Large-scale experiment and synthetic transformation.

Based on the above experimental results and previous studies on the formation of o-QM under basic conditions reported by Zhou [44,45,46,47,48,49,50,51], a plausible mechanism is depicted in Scheme 3. Firstly, the desulfonylation of 2-(1-tosylalkyl) phenols occurred to generate o-QM intermediate in the presence of a suitable base, meanwhile the base promoted the formation of nucleophilic active phosphinous acid (Ph2POH). Subsequently, the phosphinous acid proceeded phospha-Michael addition to the active o-QM species and delivering the desired product 3.

Scheme 3

A plausible mechanism.

3. Experimental Section

General Procedures: A reaction mixture of 2-tosylalkyl phenols 1 (0.50 mmol), potassium carbonate (0.6 mmol, 82.9 mg) and diphenylphosphine oxide (0.6 mmol) in toluene (5 mL) was stirred at 110 °C for 4 h. Then water (20 mL) was added to the mixture. The organic layer was separated and the aqueous layer was extracted with dichloromethane (30 mL × 3). The combined organic layer was dried by anhydrous sodium sulfate, concentrated in vacuo. The crude product was purified through column chromatography using dichloromethane and ethyl acetate to give the corresponding product 3.

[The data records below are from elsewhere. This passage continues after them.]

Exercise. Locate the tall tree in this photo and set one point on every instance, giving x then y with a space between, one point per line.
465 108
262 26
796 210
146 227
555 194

((2-Hydroxyphenyl)(phenyl)methyl)diphenylphosphine oxide (3a). 176.8 mg, 92% yield, unknown compound, pale white solid, m.p.: 238–240 °C, Rf = 0.45 (DCM/EA = 50/1); 1H-NMR (400 MHz, DMSO-d6) δ 9.85 (s, 1H), 8.01 (d, J = 7.6 Hz, 1H), 7.83–7.77 (m, 2H), 7.75–7.65 (m, 2H), 7.48–7.34 (m, 8H), 7.17–7.13 (m, 2H), 7.12–7.03 (m, 1H), 6.96–6.92 (m, 1H), 6.72–6.68 (m, 2H), 5.62 (d, J = 9.2 Hz, 1H); 13C-NMR (100 MHz, DMSO-d6) δ 154.9 (d, J = 7.9 Hz), 137.8 (d, J = 4.4 Hz), 134.1 (d, J = 12.2 Hz), 133.1 (d, J = 12.4 Hz), 131.9 (d, J = 2.3 Hz), 131.8 (d, J = 2.3 Hz), 131.2 (d, J = 8.7 Hz), 130.9 (d, J = 8.7 Hz), 130.7 (d, J = 5.7 Hz), 130.3 (d, J = 6.3 Hz), 128.8 (d, J = 18.5 Hz), 128.8 (d, J = 4.1 Hz), 128.5, 128.4, 126.9, 125.0 (d, J = 3.1 Hz), 119.5, 115.7, 43.2 (d, J = 68.2 Hz); 31P-NMR (162 MHz, DMSO-d6) δ 31.3; IR (KBr): 3413, 3058, 1576, 1485, 1437, 1275, 1248, 1144, 1119, 811, 750, 691, 560, 530; HRMS (ESI) calcd for C25H22O2P [(M + H)]+: 385.1352, found: 385.1352.

4. Conclusions

In conclusion, we have developed a concise protocol for the rapid synthesis of bifunctional phosphorus phenols by using diphenylphosphine oxide and 2-(1-tosylalkyl) phenols via the phospha-Michael addition of organophosphorus compounds to in situ generated o-QM intermediates under basic condition. This work broadens the scope of phospha-Michael addition reactions that can be employed in the synthesis of diarylmethyl phosphine oxides. Further investigations into the synthetic applications of existing phosphorus phenols are ongoing in our laboratory.